By: Shivani Gosai | Student Columnist
In the Bible, God asked Noah to build an ark that was fitted with shaking floorboards, ghastly skeletons and a dark maze of optical illusions.
Wait, that’s not right.
Kennywood, the Pittsburgh playground for locals, is taking its guests back in time — and through a whale’s mouth — for an award-winning, revamped Noah’s ark attraction.
The Noah’s ark ride at Kennywood won the prize for the world’s best Funhouse/Walkthrough attraction at this year’s Golden Ticket Awards. The Golden Ticket Awards are the amusement park industry’s top awards and this year’s awards ceremony was held at Cedar Point located in Sandusky, Ohio.
Recently, Noah’s Ark went through a serious revamping for its 80th anniversary, turning the previously creepy attraction into a brand new, less-terrifying funhouse.
The attraction had been experiencing reports of continuous floods in the fake boiler room at the end of the ride, which ultimately lead to the ride closing last year.
The iconic “walk-through” dark ride has been renovated with new installations, which removed most of the previously eerie details, such as better representations of the animals, re-structured tunnels, a neon tilt room and a giant, gaping whale whose mouth leads you into the ride.
“Rides like these, the funhouses, you’ll find that they need a refreshing about every 20, 25 years to not get totally stale,” said Kennywood spokesperson Nick Paradise, according to the Pittsburgh Post Gazette.
The ride was first built in 1936 and was one of almost two dozen of its kind built in the U.S. Now, it’s the last remaining ark in the country.
The Noah’s Ark ride I remember as a child was a pretty scary one. Its dark halls and creepy music made my friends and I less eager to be the first people inside. The ominous “Noah” statue on the outside of the boat looked more like a corpse than anything else, and so did the animals inside. The fake animals were around every corner, their unsettling appearance made me want nothing more than to run off of the rocking boat. Eventually, we would get to the end of the ride: the boiler room. We would watch for the “fake flooding,” and hold our breath as we were crammed into the humid room with other sweaty park visitors before we were able to exit.
Lindsay S., a junior at Duquesne University, recounted her memories of the old ride.
“I remember being around 6 or 7 [years old] and going into Noah’s Ark, and being so scared to walk across the glass floor with the skeletons at the bottom,” she said. “I thought I was going to fall and be stuck down there with them. Well, when I was 6 [years old] that was pretty scary.”

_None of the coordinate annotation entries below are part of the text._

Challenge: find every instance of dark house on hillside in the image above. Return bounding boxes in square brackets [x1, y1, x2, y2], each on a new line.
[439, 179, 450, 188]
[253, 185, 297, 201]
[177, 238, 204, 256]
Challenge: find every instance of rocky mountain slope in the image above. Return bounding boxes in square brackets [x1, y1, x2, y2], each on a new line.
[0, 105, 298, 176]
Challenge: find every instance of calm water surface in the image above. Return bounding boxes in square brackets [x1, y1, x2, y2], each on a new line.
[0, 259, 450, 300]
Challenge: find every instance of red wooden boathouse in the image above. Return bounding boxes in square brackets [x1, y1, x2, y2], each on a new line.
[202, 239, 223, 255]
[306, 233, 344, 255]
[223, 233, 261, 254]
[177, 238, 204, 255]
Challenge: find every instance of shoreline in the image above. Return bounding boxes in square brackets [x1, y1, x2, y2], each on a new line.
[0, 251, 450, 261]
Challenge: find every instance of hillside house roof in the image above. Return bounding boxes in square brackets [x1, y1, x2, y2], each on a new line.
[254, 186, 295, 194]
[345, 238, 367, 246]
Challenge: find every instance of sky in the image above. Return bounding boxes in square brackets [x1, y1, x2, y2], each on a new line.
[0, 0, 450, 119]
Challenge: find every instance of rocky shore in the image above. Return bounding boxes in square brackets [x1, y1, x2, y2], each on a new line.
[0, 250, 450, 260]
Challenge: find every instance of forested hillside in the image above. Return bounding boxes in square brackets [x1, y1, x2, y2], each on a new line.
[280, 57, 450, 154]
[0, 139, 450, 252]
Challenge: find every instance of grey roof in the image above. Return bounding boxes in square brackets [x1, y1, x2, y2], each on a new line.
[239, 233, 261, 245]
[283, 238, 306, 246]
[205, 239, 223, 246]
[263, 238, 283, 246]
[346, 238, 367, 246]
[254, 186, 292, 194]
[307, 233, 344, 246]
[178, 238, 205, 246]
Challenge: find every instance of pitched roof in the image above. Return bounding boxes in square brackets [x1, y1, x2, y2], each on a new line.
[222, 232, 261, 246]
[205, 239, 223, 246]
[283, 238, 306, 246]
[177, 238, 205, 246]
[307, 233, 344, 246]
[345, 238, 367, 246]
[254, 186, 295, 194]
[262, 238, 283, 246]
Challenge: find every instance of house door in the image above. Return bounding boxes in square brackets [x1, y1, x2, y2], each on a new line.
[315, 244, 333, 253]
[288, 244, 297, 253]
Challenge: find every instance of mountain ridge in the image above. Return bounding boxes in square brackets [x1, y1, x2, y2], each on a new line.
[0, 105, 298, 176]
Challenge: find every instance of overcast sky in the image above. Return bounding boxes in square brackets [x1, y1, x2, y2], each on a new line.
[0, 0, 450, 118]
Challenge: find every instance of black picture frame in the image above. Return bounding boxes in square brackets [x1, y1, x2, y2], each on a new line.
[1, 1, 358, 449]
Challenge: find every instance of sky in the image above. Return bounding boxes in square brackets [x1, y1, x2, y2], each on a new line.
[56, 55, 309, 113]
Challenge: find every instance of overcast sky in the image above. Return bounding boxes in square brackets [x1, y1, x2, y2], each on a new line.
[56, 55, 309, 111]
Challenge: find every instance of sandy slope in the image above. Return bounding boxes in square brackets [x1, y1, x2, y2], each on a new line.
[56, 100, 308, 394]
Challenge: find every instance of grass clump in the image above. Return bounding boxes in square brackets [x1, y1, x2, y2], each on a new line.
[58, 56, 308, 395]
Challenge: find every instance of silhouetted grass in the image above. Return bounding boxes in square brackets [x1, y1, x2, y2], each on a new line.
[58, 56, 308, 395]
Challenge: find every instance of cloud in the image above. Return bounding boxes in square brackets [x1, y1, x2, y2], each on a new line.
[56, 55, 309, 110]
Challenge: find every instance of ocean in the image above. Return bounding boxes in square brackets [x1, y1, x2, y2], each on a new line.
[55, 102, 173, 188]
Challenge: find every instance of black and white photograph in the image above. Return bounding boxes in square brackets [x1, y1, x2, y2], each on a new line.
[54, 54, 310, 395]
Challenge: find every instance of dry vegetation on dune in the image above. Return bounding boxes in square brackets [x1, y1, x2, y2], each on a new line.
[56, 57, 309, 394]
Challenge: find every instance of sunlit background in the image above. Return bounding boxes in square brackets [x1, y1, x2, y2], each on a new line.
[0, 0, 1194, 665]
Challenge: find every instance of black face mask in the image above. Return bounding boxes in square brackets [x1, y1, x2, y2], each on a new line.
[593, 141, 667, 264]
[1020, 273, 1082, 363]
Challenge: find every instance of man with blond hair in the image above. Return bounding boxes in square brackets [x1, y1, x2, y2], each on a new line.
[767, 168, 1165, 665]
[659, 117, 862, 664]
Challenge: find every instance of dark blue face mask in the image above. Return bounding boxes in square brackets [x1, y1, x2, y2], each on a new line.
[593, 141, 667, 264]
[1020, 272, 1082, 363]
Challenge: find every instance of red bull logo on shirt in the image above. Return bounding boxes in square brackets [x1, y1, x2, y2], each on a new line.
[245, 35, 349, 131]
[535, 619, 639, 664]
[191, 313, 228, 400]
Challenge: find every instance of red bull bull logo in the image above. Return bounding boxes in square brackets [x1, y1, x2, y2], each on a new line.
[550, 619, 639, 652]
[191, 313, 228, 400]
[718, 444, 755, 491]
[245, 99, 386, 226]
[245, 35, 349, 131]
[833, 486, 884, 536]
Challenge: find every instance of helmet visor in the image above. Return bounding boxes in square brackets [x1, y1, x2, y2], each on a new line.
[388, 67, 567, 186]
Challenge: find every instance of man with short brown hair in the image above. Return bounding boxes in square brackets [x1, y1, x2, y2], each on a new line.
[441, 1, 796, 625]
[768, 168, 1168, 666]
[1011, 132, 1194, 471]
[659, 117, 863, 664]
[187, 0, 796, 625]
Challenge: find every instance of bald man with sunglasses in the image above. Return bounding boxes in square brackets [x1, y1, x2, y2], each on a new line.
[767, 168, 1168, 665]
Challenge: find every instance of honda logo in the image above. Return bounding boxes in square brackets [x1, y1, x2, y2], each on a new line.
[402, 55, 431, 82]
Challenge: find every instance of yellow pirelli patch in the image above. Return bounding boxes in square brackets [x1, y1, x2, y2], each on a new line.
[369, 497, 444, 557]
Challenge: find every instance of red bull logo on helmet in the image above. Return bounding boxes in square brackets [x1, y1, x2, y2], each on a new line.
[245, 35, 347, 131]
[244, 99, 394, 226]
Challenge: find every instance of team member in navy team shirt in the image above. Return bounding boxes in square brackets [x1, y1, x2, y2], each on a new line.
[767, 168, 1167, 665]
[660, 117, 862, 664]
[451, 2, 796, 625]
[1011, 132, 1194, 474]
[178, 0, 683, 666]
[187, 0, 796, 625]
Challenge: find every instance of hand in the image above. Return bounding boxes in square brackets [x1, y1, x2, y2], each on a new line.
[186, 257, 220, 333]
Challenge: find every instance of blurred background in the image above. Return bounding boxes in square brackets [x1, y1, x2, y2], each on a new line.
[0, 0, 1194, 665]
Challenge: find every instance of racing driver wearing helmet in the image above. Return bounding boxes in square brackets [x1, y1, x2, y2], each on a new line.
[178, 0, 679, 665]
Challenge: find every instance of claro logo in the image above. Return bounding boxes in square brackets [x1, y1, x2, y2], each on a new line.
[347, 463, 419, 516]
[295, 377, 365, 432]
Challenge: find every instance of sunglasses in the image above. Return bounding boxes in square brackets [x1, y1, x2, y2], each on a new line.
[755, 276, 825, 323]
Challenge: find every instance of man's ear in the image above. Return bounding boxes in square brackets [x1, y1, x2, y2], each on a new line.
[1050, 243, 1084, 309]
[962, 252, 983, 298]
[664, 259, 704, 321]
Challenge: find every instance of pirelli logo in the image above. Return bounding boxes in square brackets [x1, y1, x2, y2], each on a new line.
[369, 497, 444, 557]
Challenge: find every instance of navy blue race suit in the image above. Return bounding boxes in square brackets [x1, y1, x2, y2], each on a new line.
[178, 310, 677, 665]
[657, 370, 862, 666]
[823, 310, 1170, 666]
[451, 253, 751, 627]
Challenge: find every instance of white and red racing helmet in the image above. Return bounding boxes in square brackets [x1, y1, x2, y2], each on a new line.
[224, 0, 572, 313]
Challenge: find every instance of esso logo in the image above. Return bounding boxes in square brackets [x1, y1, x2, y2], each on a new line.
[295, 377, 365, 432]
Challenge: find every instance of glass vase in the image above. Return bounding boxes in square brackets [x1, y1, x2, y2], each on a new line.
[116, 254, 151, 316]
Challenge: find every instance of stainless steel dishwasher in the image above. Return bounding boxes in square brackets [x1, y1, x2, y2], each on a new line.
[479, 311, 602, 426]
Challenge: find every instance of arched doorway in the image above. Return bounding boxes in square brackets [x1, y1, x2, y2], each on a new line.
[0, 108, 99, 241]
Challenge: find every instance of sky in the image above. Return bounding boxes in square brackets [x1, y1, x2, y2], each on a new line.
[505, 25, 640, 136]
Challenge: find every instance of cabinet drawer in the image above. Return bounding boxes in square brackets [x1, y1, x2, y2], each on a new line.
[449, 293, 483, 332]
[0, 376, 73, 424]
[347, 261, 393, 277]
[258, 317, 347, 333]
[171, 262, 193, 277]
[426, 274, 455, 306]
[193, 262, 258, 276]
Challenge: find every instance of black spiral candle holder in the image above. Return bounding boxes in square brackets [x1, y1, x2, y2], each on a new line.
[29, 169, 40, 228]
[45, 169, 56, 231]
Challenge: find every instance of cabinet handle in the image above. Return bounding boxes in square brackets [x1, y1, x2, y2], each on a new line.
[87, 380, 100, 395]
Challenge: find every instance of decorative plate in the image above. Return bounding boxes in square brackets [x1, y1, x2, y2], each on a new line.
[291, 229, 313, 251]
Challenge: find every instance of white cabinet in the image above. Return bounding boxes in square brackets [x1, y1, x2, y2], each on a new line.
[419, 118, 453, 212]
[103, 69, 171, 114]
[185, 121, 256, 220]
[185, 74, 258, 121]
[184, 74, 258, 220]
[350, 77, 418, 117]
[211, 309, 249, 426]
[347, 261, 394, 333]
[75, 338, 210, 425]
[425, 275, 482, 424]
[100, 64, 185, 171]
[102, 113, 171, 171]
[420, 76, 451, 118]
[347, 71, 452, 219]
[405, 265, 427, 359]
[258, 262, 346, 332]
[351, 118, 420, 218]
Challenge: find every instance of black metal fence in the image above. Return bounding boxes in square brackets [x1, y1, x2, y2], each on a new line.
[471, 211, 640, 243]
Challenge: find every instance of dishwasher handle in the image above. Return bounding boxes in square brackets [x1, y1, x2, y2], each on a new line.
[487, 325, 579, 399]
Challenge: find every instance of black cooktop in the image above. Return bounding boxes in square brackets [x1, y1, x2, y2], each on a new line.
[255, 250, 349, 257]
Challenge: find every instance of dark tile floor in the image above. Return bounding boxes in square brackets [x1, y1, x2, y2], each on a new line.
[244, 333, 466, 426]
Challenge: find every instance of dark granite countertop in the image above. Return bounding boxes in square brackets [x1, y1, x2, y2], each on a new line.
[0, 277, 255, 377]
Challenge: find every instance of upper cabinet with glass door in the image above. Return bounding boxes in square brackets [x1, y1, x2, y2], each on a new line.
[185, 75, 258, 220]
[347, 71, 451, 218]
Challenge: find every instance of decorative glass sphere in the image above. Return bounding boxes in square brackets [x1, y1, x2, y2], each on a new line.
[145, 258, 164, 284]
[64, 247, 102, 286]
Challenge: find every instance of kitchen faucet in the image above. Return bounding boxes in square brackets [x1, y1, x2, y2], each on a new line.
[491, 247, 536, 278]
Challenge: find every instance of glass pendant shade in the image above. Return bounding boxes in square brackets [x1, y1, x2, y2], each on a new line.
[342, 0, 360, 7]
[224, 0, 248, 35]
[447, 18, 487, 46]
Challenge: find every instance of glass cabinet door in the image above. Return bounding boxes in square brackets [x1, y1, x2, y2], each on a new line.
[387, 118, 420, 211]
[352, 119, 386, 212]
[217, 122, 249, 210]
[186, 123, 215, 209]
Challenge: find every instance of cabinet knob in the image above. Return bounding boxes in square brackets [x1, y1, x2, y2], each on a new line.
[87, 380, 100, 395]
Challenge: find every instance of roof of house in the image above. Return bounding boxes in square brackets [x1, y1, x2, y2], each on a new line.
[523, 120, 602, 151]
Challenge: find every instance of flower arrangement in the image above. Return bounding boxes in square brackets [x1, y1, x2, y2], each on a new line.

The skeleton room is still there, unfortunately for Lindsay, but now, the funhouse has been taken to a safer, more entertaining level with its modern renovations. The terrifying elevator at the beginning of the ride — its purpose nothing more than to scare children — has been replaced with a squishy whale tongue that leads to the neon attractions inside. The flooding boiler room has been removed as well, and the attraction (and new stuffed animals) couldn’t look better.
The fun, engaging renovations inside Noah’s ark will hopefully bring all Pittsburghers in, two-by-two.